President George Vella has pushed back against social media criticism about his recent stance against a proposed development in his hometown, saying his calls for environmental sensitivity date back to the late 1970s. 

He was backed by Archbishop Charles Scicluna who in a tweet said that he joined the President in his heartfelt appeal for all and sundry to stop the uglification of our islands. "Beauty is the result of harmony and respect. It has a value that is not measurable in price. It is the best tribute to the human spirit," he wrote.

In a defensively-worded statement that included a document listing various speeches the president had made in favour of the environment, Vella reiterated that his concern that existing planning policies were inadequate in practice and desperately require revision. 

“However good and academically justified such rules and regulations appear on the statute book, the end result is dreadful for anyone, even the common man in the street, to see,” the president said. 

“The appeal was, and still is, for the responsible authorities to have a good critical look at the end results of their planning and permit policies,” he added. 

Writing in his personal capacity on Facebook last Saturday, Vella had expressed dismay at plans to build a five-storey apartment block in Żejtun’s historic centre and urged the Planning Authority to reconsider its decision. 

The President's Facebook post.The President's Facebook post.

Vella’s public criticism drew headlines and attention from environmental NGOs, with activists urging the president to “take a stand on a national level, because such developments are not one-off cases but are happening all over the island.”

On Tuesday, Vella’s office responded by listing instances when the president – a former minister – had campaigned for environmental awareness.

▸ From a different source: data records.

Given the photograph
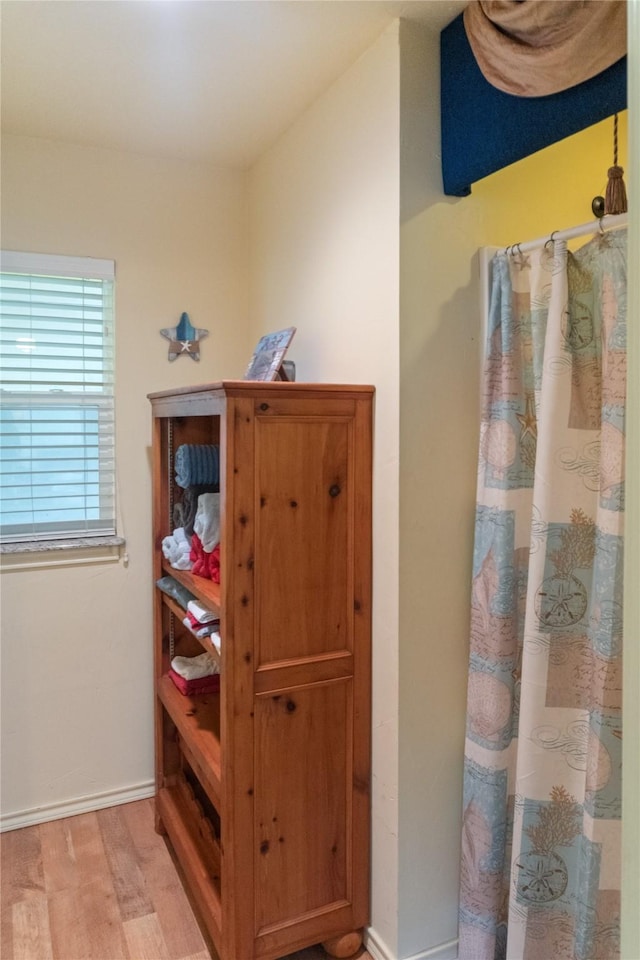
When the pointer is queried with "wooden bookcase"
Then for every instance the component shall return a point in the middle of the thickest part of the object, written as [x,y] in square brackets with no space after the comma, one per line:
[263,789]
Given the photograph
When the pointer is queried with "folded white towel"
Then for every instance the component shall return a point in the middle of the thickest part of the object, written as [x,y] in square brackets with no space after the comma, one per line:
[177,549]
[207,520]
[192,668]
[201,613]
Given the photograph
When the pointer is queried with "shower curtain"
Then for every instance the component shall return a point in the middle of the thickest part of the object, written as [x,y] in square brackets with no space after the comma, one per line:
[540,867]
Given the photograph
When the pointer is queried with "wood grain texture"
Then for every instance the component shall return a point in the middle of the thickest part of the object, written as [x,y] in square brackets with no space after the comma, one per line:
[273,845]
[61,900]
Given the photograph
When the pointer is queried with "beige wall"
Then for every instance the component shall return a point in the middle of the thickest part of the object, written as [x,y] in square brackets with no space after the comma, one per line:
[324,208]
[77,703]
[397,308]
[439,366]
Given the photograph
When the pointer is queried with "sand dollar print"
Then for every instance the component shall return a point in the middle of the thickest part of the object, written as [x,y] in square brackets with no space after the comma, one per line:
[561,601]
[542,877]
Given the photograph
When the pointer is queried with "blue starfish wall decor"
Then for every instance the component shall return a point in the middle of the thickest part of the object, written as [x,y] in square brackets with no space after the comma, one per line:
[184,338]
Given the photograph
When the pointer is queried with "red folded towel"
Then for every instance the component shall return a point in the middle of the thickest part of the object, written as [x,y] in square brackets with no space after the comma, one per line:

“President Vella was probably among the very first to use the word ‘uglification’ of Malta when referring to the distasteful buildings that were popping up all over the islands and wreaking havoc on the much-cherished texture of our urban centres,” the statement said. 

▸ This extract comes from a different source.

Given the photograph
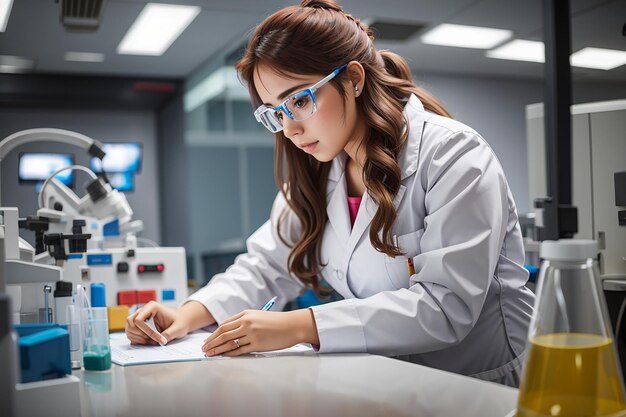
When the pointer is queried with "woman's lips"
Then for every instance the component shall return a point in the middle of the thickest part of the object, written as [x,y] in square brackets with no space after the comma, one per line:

The Office of the President said that Vella was “one of the pioneers talking and writing about environmental awareness” in the late 1970s and early 1980s and had, as environment minister between 1996 and 1998, taken “several actions” to make the Planning Authority “more respectable and authoritative”.  
Vella noted that he had called for better environmental controls during his inaugural speech as president in 2019 and had repeated this call in various speeches, meetings and courtesy calls. 

“Over the last months, the President’s calls became more strident when addressing professionals in the field, as he did when addressing the winners of the Malta Spatial Planning Awards,” the statement read. 

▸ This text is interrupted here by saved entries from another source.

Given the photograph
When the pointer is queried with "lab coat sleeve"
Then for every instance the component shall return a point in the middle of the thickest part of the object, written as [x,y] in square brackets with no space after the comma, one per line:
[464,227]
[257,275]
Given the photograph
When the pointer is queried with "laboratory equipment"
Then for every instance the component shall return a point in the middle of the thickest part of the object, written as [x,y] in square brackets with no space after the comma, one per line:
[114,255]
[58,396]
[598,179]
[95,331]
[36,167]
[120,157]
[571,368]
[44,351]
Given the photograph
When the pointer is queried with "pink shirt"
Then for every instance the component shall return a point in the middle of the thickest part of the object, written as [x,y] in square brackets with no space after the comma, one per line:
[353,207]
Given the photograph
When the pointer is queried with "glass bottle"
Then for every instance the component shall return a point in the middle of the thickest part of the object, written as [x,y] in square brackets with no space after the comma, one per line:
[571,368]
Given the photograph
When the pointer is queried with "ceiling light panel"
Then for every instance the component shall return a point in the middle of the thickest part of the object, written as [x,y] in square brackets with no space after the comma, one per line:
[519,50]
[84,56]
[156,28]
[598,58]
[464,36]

A document attached with the statement (see PDF below) provided links to 13 speeches in which Vella had spoken out to express concern about excessive development and environmental sustainability. 

The president said that while urban development was inevitable, a balance had to be achieved between the built-up and natural environment. 

“President Vella joins all well-intentioned citizens in launching a sincere, heartfelt appeal to the authorities that be to have a serious review of existing planning and building regulations, in order to avoid allowing more unsightly and obtrusive structures to rise all over Malta and Gozo,” the statement concluded.